Reputation: 579
I'm doing the below in Python
I have a problem that involves checking a large list(size n) of input strings to see if the substrings contain any words from a large dictionary(size m).
I've looked around for efficient algorithms for this problem and found these: https://github.com/laurentluce/python-algorithms/blob/master/algorithms/string_matching.py
the Rabin-Karp and KMP matching algorithms.(note that I've replaced the ord() function for the Rabin-Karp with a dictionary for efficiency)
However, these actually perform slower than using an 'in' operation in Python which uses the Boyer–Moore–Horspool algorithm. I suppose that this is because the contains() method invoked by 'in' was is implemented in C.
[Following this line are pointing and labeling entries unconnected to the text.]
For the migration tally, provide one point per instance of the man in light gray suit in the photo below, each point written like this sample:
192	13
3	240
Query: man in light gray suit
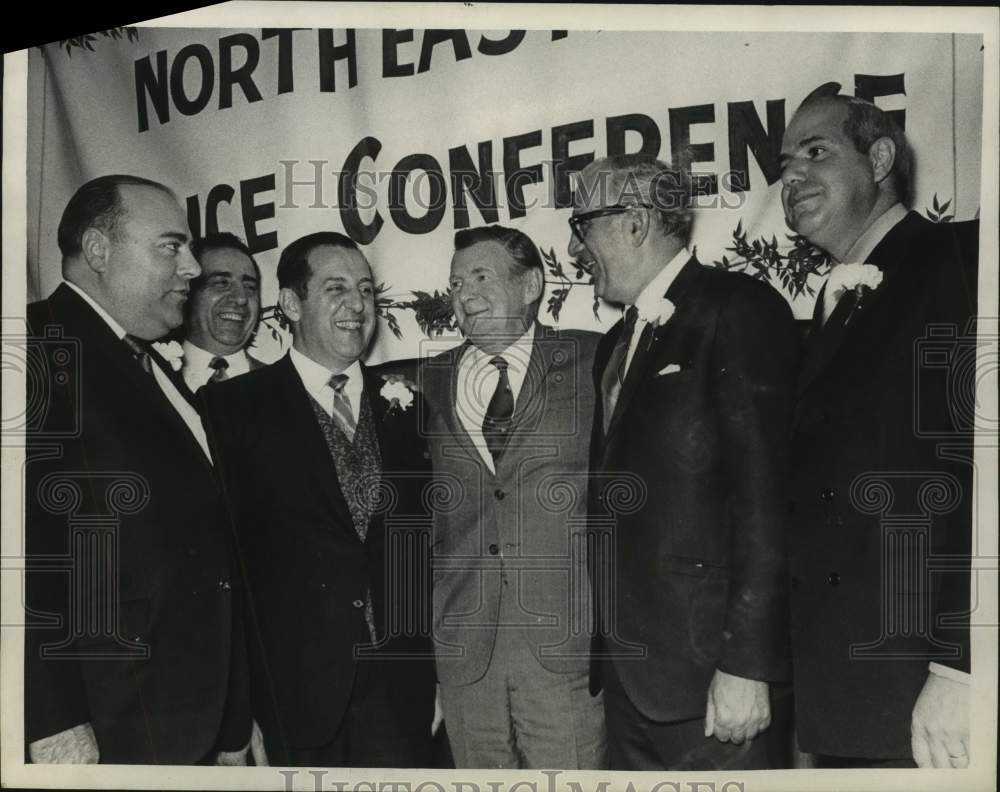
508	424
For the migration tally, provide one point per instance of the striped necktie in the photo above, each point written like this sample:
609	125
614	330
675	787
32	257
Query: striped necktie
342	406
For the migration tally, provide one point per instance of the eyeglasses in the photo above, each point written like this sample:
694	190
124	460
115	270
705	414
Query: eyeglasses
578	223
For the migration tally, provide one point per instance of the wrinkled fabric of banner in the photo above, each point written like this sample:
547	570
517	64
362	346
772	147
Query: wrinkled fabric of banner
401	137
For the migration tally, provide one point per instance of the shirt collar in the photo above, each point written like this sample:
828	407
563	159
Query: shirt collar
875	233
315	376
108	318
517	354
648	301
196	356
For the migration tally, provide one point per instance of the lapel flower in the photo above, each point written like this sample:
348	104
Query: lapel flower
398	391
172	352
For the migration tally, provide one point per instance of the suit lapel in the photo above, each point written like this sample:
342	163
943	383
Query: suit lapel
849	318
306	436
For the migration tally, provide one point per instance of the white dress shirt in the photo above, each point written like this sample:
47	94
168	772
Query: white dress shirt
183	407
197	371
649	301
477	380
316	380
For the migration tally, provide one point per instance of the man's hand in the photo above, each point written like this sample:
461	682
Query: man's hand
73	746
939	729
738	709
438	711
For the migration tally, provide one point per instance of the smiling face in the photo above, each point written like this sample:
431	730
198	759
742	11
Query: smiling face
335	321
829	189
492	295
145	265
226	305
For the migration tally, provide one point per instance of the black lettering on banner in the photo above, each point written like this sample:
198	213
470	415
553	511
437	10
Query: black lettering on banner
516	176
646	127
219	194
243	76
563	164
458	39
207	73
347	193
253	213
746	131
397	194
501	46
480	183
286	79
391	39
685	154
153	85
330	54
871	86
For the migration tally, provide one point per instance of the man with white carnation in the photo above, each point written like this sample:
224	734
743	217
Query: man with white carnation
689	468
325	474
880	645
222	312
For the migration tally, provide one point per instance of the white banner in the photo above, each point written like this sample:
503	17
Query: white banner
399	137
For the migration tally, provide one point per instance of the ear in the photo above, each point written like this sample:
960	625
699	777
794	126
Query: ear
882	154
639	225
290	305
534	285
95	247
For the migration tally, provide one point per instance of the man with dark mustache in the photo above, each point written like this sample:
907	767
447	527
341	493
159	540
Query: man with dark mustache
881	680
222	312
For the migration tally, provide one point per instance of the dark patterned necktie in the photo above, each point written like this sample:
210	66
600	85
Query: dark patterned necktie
614	372
219	366
140	351
342	406
496	424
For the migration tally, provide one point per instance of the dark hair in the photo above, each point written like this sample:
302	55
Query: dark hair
293	265
864	124
518	245
221	240
97	204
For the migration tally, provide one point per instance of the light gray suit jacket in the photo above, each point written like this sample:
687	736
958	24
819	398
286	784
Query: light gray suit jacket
525	523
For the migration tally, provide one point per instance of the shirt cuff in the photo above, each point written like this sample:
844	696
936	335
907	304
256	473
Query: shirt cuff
949	673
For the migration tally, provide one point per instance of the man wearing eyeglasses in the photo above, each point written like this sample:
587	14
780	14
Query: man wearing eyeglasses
694	391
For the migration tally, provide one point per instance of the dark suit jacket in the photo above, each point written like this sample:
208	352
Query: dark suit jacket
307	570
692	473
122	508
527	518
880	400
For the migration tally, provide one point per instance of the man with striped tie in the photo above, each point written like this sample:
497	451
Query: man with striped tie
322	462
222	311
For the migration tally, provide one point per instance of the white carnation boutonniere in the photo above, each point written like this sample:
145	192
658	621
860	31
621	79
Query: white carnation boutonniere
398	391
858	278
172	352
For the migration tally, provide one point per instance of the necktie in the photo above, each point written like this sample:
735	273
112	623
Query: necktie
140	351
342	406
496	424
614	373
219	366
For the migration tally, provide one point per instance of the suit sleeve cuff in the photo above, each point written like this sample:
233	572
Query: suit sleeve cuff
949	673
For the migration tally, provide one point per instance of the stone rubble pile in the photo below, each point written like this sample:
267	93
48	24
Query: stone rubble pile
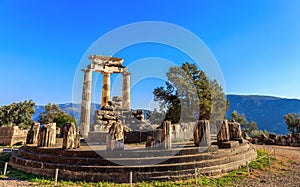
284	140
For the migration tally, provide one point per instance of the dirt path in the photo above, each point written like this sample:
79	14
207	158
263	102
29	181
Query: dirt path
285	171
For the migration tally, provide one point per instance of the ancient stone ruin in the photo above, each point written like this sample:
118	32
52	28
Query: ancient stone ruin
47	135
71	137
12	135
166	153
33	132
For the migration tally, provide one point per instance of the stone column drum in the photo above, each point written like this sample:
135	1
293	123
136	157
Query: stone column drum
234	130
126	91
86	103
223	135
167	130
105	89
202	134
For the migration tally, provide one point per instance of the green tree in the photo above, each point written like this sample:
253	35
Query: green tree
19	114
293	122
190	95
53	114
245	125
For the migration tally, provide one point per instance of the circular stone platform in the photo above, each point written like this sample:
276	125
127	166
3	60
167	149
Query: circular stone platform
87	165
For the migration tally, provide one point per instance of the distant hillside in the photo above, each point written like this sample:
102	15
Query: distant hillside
267	111
69	108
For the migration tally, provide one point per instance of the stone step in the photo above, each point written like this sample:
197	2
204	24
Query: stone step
144	168
165	159
139	173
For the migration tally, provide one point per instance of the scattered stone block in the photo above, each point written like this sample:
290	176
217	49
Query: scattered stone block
202	133
228	144
167	132
70	136
32	136
223	135
47	135
234	130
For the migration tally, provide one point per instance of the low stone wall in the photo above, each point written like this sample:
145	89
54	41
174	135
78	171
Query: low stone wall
90	166
12	135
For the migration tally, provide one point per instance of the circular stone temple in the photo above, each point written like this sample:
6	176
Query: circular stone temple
104	152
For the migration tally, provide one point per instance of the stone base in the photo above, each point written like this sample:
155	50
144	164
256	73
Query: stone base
207	148
295	144
240	140
97	137
229	144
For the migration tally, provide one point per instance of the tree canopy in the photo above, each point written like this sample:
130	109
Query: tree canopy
293	122
53	114
19	114
190	95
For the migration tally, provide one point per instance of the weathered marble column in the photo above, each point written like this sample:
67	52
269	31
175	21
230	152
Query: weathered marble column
223	135
105	89
167	130
234	130
202	134
126	91
86	103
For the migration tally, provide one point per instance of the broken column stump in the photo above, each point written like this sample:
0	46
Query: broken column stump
202	134
47	135
167	131
235	132
33	132
223	136
70	136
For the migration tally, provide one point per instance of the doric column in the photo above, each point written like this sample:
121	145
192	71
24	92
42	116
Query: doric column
223	135
167	130
126	91
86	103
105	89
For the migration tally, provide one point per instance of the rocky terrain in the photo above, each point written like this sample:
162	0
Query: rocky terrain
284	171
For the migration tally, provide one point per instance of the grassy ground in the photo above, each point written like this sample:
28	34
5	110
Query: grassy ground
259	165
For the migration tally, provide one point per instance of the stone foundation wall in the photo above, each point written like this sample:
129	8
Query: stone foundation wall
12	135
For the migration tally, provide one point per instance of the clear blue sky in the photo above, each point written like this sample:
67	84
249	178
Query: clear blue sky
256	42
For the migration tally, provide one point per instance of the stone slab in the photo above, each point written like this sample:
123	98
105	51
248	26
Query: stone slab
229	144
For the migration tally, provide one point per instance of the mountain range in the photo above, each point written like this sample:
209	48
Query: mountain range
266	111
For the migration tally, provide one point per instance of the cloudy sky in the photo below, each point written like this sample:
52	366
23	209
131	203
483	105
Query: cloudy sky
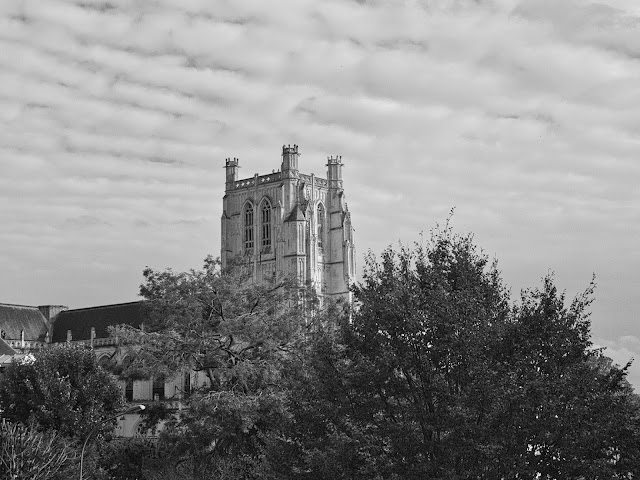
116	117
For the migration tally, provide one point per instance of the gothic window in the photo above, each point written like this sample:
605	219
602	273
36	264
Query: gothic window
266	225
248	228
187	383
158	388
128	390
320	232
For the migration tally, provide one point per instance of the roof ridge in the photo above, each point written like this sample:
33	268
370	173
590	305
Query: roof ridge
101	306
18	305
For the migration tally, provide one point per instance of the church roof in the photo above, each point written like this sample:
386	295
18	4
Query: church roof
296	214
80	320
17	318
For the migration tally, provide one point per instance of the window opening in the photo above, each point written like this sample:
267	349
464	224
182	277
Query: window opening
158	388
248	228
320	232
266	225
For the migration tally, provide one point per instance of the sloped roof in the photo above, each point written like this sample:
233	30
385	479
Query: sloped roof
5	349
296	214
80	320
17	318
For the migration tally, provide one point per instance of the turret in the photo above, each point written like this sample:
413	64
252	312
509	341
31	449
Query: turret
290	158
231	167
334	171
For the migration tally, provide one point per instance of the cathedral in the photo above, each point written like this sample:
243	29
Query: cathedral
287	223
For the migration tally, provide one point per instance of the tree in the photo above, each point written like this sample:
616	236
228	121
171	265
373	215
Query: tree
61	389
238	334
439	376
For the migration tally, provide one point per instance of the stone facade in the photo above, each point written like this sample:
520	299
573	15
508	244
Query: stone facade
287	223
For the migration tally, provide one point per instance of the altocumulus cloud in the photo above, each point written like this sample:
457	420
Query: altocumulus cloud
116	116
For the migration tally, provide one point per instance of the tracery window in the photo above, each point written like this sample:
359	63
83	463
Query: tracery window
320	230
266	224
248	228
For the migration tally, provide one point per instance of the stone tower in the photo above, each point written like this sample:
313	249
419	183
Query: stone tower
290	224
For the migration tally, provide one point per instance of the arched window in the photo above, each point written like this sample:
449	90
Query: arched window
158	388
248	228
266	225
128	388
320	230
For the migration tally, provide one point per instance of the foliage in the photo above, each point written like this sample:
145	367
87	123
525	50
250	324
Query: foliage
26	454
437	376
237	335
127	459
62	389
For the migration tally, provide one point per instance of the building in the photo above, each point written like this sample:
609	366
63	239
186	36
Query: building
287	223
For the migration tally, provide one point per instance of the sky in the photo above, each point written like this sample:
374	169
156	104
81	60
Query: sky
523	116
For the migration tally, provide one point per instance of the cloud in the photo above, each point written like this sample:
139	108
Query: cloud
623	350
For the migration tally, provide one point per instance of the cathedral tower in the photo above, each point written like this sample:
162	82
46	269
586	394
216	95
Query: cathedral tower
290	224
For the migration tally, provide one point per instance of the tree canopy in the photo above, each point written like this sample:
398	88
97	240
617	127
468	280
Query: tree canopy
434	373
62	389
236	333
439	375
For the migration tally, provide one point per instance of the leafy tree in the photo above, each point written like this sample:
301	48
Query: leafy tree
26	454
237	334
62	389
437	376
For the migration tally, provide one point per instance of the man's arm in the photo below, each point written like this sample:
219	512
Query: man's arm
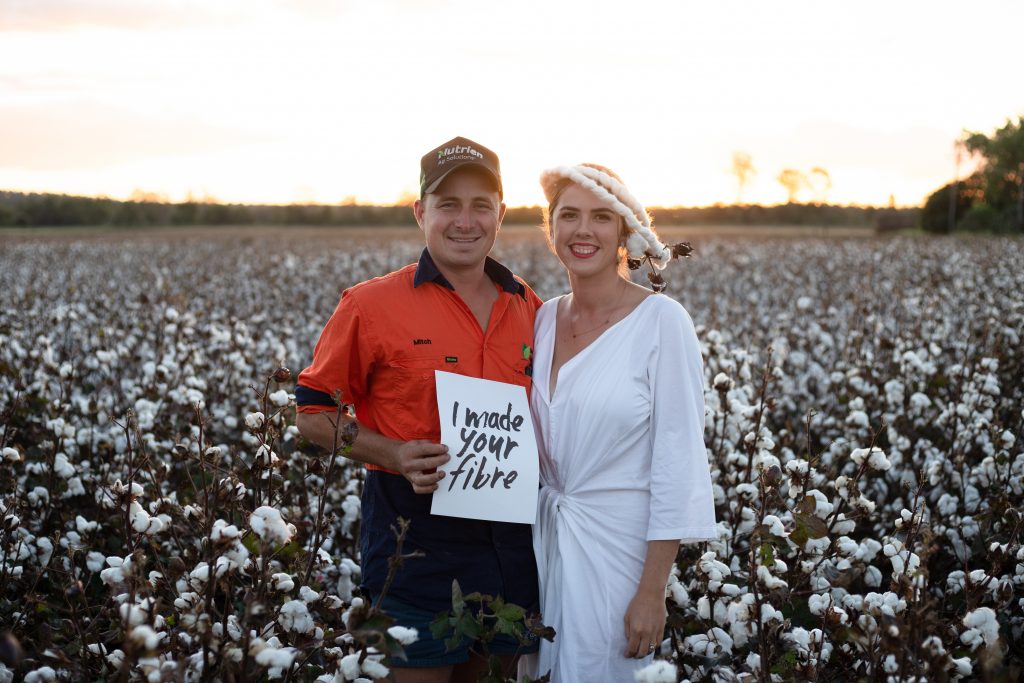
417	461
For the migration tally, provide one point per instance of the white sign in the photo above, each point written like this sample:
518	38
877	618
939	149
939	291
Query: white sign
494	471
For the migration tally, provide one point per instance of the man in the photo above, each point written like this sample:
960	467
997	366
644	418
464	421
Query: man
457	310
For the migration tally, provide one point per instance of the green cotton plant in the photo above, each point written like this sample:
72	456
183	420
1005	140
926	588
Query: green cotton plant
495	616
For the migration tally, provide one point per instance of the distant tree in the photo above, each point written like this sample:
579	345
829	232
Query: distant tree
742	169
793	180
820	183
407	198
935	215
1001	170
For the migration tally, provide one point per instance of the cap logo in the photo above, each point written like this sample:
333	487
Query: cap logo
460	150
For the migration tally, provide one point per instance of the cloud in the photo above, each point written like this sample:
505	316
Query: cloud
88	135
48	15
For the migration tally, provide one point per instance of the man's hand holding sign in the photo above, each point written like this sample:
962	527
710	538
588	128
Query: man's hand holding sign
493	472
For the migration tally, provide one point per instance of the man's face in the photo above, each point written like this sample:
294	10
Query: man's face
460	220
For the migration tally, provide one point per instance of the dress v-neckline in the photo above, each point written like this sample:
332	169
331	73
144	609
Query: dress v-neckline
554	340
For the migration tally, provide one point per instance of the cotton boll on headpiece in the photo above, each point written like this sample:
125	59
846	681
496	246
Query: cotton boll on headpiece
642	241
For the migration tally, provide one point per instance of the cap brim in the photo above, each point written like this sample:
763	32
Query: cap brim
491	174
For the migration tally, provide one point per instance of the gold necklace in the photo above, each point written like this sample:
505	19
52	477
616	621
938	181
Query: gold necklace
606	322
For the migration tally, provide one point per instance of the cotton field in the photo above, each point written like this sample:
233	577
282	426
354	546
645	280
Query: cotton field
162	519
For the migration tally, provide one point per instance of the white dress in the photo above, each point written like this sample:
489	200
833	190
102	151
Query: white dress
628	406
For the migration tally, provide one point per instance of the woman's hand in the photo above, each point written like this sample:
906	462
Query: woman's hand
645	623
646	614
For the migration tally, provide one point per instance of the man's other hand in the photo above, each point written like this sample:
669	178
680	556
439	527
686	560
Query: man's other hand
418	461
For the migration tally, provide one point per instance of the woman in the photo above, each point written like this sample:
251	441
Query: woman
617	400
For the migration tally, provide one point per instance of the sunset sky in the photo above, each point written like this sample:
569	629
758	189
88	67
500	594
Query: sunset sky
312	100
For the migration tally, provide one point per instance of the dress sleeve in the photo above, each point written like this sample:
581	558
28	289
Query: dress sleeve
343	359
682	504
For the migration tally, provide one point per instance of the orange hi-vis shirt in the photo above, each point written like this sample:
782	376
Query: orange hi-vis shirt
388	335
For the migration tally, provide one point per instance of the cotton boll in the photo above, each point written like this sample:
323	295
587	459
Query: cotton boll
267	523
657	672
982	628
403	635
295	615
255	420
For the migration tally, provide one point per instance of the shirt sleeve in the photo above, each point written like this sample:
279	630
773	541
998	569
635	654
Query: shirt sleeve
343	360
682	504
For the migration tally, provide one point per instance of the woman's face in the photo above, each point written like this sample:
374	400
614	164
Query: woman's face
586	232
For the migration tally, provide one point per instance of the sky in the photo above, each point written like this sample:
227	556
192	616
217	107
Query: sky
329	101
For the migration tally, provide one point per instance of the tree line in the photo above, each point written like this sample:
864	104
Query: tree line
989	200
48	210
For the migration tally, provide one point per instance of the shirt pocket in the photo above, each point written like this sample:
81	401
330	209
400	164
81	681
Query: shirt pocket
415	395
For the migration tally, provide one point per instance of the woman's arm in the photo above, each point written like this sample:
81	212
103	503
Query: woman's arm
646	614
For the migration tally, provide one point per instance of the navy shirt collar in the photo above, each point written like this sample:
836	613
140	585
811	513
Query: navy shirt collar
426	271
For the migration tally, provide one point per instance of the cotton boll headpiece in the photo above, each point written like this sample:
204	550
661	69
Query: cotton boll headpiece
642	241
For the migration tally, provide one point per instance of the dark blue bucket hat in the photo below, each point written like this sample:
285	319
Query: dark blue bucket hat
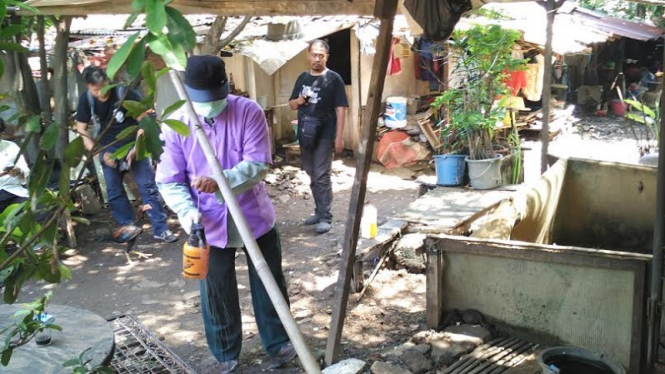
205	79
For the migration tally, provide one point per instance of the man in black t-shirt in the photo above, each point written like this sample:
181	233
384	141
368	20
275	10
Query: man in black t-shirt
320	93
111	120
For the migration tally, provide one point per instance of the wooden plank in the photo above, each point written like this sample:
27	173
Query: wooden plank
388	9
434	287
217	7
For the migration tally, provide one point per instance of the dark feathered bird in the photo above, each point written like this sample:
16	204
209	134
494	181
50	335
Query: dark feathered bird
127	235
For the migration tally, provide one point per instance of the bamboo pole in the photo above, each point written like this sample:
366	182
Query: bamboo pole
655	299
306	358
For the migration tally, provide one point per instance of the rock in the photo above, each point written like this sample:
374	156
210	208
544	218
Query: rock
528	366
271	178
475	334
398	351
350	366
423	348
385	368
416	361
284	198
191	295
472	317
446	351
408	253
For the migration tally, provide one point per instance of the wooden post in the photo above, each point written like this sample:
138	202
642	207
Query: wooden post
550	9
385	10
434	287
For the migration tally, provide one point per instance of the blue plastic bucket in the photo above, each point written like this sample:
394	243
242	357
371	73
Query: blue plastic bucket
395	115
449	169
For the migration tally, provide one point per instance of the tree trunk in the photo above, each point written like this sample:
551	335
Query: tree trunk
212	43
46	89
60	74
25	93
How can I override this method with the Rabin-Karp for the string class in Python in C?
Upvotes: 1
Views: 363
Reputation: 371
You could have a look at cython:
http://docs.cython.org/src/quickstart/cythonize.html
I find it easier to write some custom code for a specific operation than overriding a core python structure.
Upvotes: 2
Reputation: 37003
You can't, I am sorry to say.
The built-in types, being constructed at the time the interpreter is compiled, cannot be patched at run-time. If speed is really so important then you might want to write a C extension type that subclasses the built-in string type but with a different contains method.
Upvotes: 1